INBORN TALENT
Simon Karczmar, who in the second half of his life returned to his real vocation – creating art – chose (or maybe simply felt an inner urge) to create naïve art. This is especially surprising knowing that in his early years he studied at the Warsaw School of Fine Arts and even at l‘Ecole des Beaux Arts in Paris.
Karczmar resumed his artistic career in 1959 at the age of 56, after developing an allergy to fur which prevented him from working any longer in the fur industry. His wife bought him some brushes and paint and he devoted his time to painting his childhood world in the shtetl of Juvenishki where he used to spend his summer holidays with his grandparents.
Simon Karczmar – a primitivist according to himself – has a perfect sense of the laws of composition: even though he ignores perspective, he is still capable of keeping the right proportions of objects or harmony between the figures that he portrays in his works of a chosen size. The life in a shtetl portrayed by the artist can become a perfect source of historical studies into Jewish customs, which reveals to us the life that existed in Juvenishki more than a 100 years ago. A similar open approach to the surrounding world is characteristic of the artist’s works portraying life in his new home – the artists’ colony in Safed, Israel, where he moved to in 1962. Only here a market place is not surrounded by small shtetl houses but by buildings of several storeys made of sandstone and the market stands are rife with ripe fruit.
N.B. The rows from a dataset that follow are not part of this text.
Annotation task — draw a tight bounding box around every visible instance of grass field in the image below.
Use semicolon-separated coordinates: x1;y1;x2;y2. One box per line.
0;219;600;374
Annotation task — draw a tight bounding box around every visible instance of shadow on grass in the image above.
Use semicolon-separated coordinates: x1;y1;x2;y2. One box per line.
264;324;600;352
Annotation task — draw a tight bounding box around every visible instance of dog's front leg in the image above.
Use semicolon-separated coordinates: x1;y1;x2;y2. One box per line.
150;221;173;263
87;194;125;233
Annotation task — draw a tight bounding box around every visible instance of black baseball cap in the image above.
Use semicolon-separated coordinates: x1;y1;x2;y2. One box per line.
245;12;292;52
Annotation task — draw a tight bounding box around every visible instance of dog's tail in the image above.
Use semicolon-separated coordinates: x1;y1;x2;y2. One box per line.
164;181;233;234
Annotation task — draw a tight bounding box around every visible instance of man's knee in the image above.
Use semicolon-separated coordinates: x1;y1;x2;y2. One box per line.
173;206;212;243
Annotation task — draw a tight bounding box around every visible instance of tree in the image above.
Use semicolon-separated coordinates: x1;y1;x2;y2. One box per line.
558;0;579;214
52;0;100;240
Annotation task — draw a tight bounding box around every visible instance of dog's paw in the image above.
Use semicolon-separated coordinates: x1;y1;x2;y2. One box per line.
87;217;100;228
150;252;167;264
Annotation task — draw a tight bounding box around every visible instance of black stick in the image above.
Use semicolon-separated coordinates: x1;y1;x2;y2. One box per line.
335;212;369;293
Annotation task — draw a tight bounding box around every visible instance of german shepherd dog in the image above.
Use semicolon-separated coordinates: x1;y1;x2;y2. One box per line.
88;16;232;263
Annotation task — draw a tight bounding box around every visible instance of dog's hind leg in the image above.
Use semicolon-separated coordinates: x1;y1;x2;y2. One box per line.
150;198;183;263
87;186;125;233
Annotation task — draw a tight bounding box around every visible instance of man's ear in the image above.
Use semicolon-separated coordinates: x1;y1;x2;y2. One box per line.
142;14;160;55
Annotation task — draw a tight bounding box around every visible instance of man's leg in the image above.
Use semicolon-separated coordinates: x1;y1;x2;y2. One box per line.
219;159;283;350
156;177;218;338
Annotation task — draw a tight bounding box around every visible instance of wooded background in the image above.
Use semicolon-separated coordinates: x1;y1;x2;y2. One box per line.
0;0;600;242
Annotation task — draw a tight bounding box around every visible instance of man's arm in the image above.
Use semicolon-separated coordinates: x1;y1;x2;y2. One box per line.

Art researchers clearly differentiate between naïve and primitive art: naïve art is created by self-taught folk artists who have their own way to interpret the surrounding environment, and the primitivists are professional artists who consciously use primitive art forms to create art (in areas of avant-garde art). At the beginning of the 20th century the definition of primitive art lost its previous negative meaning and, on the contrary, became one of the prevailing engines of modern art. Still, Karczmar does not fit into either of the definitions: having opted for naïve art he fully reincarnates into the role of a folk artist and to a certain extent the images of a shtetl painted by himself become sacral art for him (and for many viewers who have connections with the lost world of shtetls). Art and memorial institutions in the USA, Mexico, Canada and Israel became really interested in the artwork by Karczmar and the artist held over 100 exhibitions at the Ramat Gan City Museum in Israel, Theodor Herzl Institute, Central Art Gallery and Murray and Greenfield gallery in New York, Klutznick Exhibition Hall in Washington, etc.
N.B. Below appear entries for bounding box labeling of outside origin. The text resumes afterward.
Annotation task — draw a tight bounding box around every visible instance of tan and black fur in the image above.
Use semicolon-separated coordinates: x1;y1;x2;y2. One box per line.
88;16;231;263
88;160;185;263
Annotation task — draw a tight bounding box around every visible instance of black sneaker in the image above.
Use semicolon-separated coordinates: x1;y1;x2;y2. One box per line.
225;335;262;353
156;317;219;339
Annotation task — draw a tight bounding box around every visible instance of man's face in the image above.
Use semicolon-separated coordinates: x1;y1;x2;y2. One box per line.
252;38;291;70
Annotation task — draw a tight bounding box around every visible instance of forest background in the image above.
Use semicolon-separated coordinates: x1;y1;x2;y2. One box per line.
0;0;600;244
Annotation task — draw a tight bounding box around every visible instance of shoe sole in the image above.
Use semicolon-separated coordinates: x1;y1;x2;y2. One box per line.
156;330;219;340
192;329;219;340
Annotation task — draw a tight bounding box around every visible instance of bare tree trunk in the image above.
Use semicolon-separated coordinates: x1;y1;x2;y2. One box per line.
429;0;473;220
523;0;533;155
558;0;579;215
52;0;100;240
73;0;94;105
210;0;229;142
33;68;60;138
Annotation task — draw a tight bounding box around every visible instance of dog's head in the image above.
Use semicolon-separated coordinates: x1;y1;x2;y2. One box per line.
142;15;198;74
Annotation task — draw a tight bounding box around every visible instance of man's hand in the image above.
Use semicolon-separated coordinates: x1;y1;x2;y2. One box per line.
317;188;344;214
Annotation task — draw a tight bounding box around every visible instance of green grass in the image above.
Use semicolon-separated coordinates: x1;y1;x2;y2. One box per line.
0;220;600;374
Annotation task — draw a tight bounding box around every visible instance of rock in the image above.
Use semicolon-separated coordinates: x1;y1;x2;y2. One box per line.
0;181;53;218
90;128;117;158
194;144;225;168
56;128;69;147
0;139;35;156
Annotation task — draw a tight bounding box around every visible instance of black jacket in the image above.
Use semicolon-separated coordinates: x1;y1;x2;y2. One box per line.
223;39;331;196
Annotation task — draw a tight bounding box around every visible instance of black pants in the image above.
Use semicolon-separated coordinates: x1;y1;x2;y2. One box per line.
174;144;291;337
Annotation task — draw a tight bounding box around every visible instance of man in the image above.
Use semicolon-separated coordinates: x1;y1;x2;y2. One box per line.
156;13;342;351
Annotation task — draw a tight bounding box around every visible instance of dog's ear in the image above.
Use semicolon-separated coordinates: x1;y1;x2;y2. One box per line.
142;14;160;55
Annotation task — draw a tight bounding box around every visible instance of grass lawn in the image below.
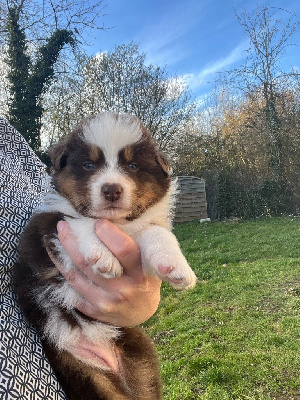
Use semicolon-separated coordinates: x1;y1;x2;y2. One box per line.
145;217;300;400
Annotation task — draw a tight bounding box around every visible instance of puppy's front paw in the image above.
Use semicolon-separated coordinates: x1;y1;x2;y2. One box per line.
89;246;123;278
149;251;197;289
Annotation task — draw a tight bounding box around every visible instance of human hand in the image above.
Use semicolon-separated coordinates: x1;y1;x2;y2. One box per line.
53;220;161;326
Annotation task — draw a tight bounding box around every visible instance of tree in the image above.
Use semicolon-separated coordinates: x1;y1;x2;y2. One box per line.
42;43;195;149
235;6;299;182
1;0;105;151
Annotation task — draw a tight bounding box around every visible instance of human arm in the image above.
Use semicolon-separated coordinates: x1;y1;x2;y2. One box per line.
50;220;161;326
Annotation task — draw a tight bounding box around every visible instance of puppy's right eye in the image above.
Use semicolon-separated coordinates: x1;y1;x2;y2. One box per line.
83;161;95;171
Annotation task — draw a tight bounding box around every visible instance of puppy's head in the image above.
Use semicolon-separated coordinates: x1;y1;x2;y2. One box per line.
49;113;171;220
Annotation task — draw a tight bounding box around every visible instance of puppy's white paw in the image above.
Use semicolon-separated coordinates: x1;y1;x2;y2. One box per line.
149;251;197;289
89;246;123;278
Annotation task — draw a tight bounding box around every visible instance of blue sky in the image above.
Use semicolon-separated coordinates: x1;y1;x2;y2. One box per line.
90;0;300;97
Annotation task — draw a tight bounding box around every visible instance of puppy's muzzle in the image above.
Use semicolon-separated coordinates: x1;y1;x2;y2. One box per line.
101;184;123;203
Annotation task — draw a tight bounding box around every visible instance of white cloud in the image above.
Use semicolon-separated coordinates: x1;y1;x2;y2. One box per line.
183;40;248;90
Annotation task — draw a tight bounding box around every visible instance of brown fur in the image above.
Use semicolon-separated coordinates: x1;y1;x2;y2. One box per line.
14;116;171;400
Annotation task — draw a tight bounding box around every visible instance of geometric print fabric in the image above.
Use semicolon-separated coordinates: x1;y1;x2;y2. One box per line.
0;117;66;400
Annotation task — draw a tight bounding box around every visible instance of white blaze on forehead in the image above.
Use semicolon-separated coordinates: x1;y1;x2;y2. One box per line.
83;112;142;166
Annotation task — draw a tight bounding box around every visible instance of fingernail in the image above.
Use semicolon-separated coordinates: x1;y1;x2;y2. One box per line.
57;221;66;232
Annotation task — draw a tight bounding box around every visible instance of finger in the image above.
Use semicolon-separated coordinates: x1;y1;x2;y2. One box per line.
95;220;143;275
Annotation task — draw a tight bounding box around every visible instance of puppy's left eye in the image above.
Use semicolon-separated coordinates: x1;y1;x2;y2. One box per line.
83;161;95;171
128;163;139;171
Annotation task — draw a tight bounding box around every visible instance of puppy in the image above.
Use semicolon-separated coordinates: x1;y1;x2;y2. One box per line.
14;113;196;400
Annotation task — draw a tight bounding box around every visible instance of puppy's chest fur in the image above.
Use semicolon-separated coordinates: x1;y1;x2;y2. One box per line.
14;113;196;400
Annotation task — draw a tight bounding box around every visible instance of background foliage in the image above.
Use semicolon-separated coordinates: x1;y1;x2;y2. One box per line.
0;0;300;219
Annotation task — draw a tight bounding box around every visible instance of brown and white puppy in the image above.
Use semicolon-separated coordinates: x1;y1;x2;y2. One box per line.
14;113;196;400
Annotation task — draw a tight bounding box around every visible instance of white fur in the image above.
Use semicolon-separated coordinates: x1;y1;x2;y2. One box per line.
37;113;197;368
83;112;142;168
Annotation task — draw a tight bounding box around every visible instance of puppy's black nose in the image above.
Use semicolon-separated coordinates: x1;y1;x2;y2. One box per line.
101;184;123;202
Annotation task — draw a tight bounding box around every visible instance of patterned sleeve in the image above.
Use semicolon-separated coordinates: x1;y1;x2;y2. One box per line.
0;117;66;400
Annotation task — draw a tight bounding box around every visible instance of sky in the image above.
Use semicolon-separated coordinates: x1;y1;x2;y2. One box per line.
89;0;300;98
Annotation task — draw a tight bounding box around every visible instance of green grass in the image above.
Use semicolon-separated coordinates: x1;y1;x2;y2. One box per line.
145;217;300;400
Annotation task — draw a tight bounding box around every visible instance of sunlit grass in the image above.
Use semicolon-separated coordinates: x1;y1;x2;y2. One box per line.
146;217;300;400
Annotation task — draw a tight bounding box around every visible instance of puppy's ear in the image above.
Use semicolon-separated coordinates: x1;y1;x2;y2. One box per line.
155;151;170;176
49;140;67;172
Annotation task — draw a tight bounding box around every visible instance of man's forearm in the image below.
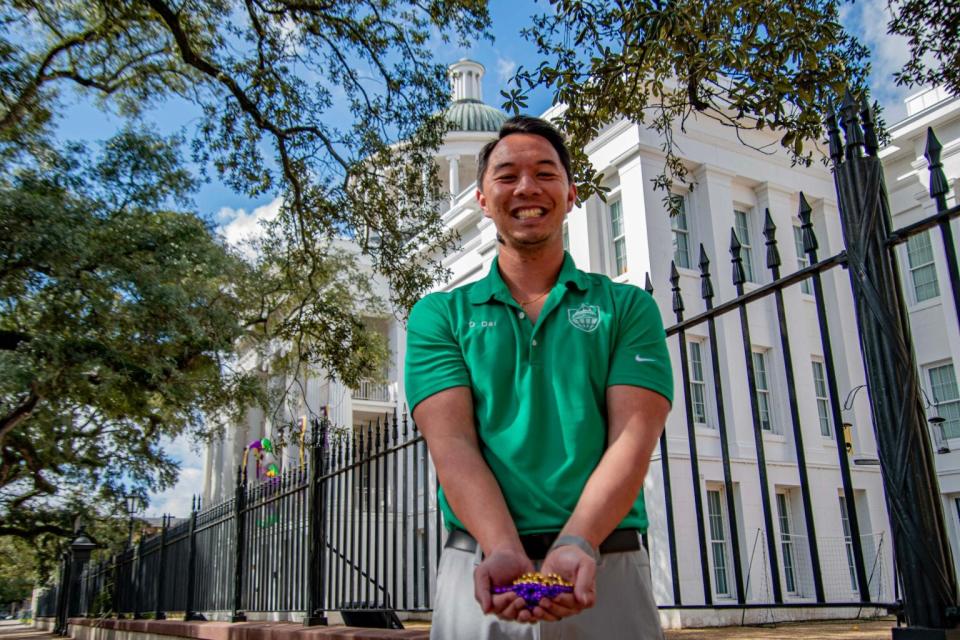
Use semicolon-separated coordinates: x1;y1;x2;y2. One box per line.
561;387;669;547
428;438;522;555
414;387;522;555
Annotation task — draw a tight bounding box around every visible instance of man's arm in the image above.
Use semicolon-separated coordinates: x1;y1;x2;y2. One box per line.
541;385;670;617
413;387;534;621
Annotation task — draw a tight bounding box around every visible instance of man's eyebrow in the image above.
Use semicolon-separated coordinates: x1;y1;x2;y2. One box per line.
493;158;560;171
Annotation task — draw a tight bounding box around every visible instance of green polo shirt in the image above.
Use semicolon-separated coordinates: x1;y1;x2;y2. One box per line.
405;254;673;535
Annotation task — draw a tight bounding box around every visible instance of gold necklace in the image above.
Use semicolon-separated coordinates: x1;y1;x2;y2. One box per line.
517;289;553;307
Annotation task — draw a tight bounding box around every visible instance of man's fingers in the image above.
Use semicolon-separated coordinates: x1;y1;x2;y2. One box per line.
473;566;493;613
573;561;597;609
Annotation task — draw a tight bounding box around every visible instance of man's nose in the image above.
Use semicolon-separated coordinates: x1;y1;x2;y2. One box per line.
514;173;541;195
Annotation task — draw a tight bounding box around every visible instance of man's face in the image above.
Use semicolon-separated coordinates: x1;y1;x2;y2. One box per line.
477;133;577;250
The professionalism of Karczmar as an artist is revealed in the series of his colour woodcuttings which boasts figures having clearly defined form, three colours are used and elements of composition are colligated. And even when looking at the figures of boys studying in the shtetl, including the usage of pastel colours to depict scenes from Juvenishki, the lambent yellow penetrating through the windows of a room, we can definitely feel the touch of a professional artist which gives life to the scenes of life in a shtetl recreated from his memory.
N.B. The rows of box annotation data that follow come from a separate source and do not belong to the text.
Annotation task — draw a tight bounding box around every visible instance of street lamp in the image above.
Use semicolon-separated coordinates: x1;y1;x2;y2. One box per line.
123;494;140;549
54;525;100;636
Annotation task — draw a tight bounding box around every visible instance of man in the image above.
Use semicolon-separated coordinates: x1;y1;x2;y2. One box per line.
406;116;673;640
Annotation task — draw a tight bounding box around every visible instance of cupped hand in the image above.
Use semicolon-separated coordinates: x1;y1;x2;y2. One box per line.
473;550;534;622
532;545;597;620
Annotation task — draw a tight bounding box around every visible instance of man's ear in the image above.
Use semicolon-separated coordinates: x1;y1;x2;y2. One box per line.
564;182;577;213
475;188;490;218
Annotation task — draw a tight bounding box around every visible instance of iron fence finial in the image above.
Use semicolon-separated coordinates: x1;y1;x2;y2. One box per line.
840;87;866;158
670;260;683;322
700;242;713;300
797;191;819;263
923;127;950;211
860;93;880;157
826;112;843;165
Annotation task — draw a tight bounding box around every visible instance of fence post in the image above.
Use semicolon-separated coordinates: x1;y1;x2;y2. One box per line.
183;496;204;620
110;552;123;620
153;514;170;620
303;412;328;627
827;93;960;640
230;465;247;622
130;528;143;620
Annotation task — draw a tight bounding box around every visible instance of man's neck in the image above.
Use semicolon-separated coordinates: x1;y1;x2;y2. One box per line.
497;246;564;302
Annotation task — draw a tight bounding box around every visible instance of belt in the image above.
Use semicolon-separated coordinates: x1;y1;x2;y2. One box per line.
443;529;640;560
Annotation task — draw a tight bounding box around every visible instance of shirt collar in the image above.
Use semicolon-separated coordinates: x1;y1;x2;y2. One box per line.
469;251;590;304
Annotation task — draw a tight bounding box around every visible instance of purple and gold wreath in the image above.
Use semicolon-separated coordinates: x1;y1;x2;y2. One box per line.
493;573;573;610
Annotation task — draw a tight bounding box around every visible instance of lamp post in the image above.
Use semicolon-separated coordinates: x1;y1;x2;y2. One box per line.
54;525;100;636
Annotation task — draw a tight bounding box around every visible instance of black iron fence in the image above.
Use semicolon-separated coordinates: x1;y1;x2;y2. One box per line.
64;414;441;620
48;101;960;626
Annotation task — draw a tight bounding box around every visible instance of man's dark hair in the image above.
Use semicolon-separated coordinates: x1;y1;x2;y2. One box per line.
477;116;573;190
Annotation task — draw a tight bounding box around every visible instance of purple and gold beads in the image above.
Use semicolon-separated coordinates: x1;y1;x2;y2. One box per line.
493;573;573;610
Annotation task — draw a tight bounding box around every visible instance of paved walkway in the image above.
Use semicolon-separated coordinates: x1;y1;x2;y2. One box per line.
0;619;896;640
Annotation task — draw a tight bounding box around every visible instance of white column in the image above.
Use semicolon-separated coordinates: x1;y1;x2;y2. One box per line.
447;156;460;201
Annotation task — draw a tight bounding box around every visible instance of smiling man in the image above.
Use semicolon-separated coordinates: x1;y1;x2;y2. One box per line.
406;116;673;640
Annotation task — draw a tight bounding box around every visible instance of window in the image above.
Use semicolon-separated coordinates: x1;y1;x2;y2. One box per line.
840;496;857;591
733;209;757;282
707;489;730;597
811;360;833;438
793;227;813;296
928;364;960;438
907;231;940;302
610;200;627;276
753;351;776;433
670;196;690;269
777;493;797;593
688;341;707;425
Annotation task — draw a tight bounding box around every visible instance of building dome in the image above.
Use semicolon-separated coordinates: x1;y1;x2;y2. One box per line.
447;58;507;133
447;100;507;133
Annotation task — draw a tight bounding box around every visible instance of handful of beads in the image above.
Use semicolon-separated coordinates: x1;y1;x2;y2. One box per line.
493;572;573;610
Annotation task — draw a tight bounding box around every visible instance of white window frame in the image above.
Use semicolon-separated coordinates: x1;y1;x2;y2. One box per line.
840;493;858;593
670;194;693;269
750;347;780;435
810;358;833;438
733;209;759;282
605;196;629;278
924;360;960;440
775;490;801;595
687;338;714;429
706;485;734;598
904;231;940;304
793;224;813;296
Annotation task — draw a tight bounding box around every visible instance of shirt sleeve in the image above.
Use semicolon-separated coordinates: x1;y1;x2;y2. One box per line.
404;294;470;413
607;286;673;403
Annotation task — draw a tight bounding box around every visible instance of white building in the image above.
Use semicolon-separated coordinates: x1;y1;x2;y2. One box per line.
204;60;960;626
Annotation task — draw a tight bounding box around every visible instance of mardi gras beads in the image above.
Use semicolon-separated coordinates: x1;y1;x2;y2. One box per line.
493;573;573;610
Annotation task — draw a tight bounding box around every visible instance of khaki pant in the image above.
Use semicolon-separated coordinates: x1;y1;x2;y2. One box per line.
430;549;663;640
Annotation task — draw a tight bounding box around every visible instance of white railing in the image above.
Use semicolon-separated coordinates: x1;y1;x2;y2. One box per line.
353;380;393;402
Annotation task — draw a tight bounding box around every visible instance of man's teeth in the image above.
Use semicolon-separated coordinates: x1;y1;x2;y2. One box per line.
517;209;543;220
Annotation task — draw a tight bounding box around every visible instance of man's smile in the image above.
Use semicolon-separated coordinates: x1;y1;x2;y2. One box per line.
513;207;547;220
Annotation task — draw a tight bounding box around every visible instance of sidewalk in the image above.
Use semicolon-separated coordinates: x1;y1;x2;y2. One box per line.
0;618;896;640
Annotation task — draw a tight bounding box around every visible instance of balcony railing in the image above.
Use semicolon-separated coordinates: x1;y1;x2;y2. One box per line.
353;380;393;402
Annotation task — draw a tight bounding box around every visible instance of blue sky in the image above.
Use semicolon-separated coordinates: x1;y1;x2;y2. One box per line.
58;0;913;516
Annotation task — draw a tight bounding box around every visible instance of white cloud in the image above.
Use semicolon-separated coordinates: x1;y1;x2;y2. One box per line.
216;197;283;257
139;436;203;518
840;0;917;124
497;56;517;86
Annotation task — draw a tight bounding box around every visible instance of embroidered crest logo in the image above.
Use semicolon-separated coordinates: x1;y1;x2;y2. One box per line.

Ieva Šadzevičienė, art critic
POETRY OF THE DAILY LIFE IN THE SHTETL BY SIMON KARCZMAR
Each country has its own unique painters of everyday poetry, who, being self-taught artists-primitivists, are extremely sensitive, authentically reflecting the environment around them, the joys and worries of everyday life.
Americans are proud of the authenticity of Anna Mary Roberston Moses’ creative legacy, Sakartvelo – Niko Pirosmani’s urban ballads, Lithuania has Petronėlė Gerlikienė and Monika Bičiūnienė’s small and not so small primitive masterpieces.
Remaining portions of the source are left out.